Apontado por aliados como o escolhido do presidente Luiz Inácio Lula da Silva (PT) para ocupar uma vaga de ministro do Supremo Tribunal Federal (STF), o atual advogado-geral da União, Jorge Messias, acumula uma série de posições institucionais e pessoais que contrariam o agronegócio brasileiro.
Desde que foi escolhido por Lula para comandar a Advocacia-Geral da União (AGU), o advogado, prestigiado por entidades como o Movimento dos Trabalhadores Rurais Sem-Terra (MST), já se colocou pessoalmente contrário a interesses do agro em questões que envolvem o embate do setor com questões sociais e ambientais.
Em junho, durante evento promovido pela Escola Superior da AGU e pela Procuradoria Nacional de Defesa do Clima e do Meio Ambiente (Pronaclima), órgão criado por Messias, ele enfatizou o compromisso da instituição com a agenda ambiental e climática.

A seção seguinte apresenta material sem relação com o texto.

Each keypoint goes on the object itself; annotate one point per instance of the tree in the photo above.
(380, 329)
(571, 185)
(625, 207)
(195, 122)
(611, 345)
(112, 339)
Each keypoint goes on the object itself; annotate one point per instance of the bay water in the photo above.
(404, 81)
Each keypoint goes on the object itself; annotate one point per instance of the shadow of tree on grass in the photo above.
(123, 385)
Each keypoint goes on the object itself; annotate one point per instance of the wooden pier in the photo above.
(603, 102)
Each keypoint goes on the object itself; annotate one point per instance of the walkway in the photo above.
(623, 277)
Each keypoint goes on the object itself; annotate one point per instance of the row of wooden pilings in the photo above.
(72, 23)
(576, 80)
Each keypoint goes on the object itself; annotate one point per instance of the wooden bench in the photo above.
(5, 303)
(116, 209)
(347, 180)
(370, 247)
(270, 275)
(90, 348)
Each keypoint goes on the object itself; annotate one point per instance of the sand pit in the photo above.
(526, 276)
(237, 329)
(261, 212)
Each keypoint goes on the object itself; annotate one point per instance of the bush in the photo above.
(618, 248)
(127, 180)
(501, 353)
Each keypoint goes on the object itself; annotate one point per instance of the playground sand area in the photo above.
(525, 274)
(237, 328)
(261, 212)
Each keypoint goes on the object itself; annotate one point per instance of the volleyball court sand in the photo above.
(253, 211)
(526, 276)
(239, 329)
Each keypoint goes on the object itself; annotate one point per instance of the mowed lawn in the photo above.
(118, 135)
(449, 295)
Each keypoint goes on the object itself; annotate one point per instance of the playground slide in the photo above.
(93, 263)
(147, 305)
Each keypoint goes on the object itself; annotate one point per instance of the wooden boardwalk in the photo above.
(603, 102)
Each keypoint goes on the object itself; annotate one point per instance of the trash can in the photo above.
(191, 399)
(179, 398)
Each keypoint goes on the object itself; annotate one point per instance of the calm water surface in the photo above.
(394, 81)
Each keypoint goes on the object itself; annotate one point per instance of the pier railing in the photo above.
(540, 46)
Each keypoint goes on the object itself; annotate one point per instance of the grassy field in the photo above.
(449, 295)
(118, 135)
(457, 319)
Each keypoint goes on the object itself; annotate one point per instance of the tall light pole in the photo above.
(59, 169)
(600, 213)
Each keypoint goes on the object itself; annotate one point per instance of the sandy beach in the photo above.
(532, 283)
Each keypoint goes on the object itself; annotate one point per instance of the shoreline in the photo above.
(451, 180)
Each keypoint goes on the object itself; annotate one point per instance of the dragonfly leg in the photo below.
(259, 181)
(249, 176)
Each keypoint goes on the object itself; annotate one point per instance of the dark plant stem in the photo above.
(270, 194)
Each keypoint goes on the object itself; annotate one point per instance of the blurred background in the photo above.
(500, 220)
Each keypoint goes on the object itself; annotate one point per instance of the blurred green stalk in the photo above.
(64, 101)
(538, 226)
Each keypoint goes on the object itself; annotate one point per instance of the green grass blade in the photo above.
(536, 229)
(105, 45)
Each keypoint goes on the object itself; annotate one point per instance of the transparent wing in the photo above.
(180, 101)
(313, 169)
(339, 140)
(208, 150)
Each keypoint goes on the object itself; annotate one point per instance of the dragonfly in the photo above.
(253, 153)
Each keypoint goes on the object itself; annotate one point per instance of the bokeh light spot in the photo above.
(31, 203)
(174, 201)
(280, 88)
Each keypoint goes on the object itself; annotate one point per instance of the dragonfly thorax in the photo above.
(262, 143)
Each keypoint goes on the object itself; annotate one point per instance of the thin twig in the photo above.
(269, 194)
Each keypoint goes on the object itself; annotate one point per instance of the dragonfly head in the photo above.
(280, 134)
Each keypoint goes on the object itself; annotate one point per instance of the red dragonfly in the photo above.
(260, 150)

Institucionalmente, como representante do governo Lula, alterou entendimentos do órgão em oposição a pautas de agricultores e pecuaristas.
Mais do que compromisso oficial, as decisões refletem opiniões pessoais do ministro, evidenciadas em sua tese de doutorado, defendida na Universidade de Brasília (UnB), em 2024.
No trabalho, apresentado no Programa de Pós-Graduação em Desenvolvimento, Sociedade e Cooperação Internacional da instituição, ele classifica o período de 2016 a 2022 – governos de Michel Temer (MDB) e Jair Bolsonaro (PL) –, como “de singular regressão”, “no qual a ausência de um projeto de desenvolvimento combinada a um negacionismo transversal minimizava praticamente todos os riscos”, citando, entre exemplos “os ciclos agrícolas”.
Para ele, a época foi marcada por colocar a acumulação primitiva como eixo estruturador da economia do país.
“Atividades agropecuárias e mineradoras passaram a operar, com ainda mais intensidade, na lógica colonial, com a aceleração e/ou intensificação das taxas de desmatamento, do uso de agrotóxicos, da violação de direitos das populações tradicionais, de grandes acidentes ambientais e de desrespeito no encaminhamento de reparações”, escreveu.
“Essa lógica predadora passou a ser verificada não apenas em áreas de fronteira agrícola, como também em zonas consolidadas do agronegócio e da mineração, que operam sob o controle de modernas empresas capitalistas.”
Messias mudou entendimento da AGU sobre necessidade de recomposição de mata atlântica em propriedades rurais
Ainda em maio de 2023, meses após assumir a AGU, Messias alterou um entendimento do órgão relacionado a propriedades rurais que ocupam áreas de Mata Atlântica.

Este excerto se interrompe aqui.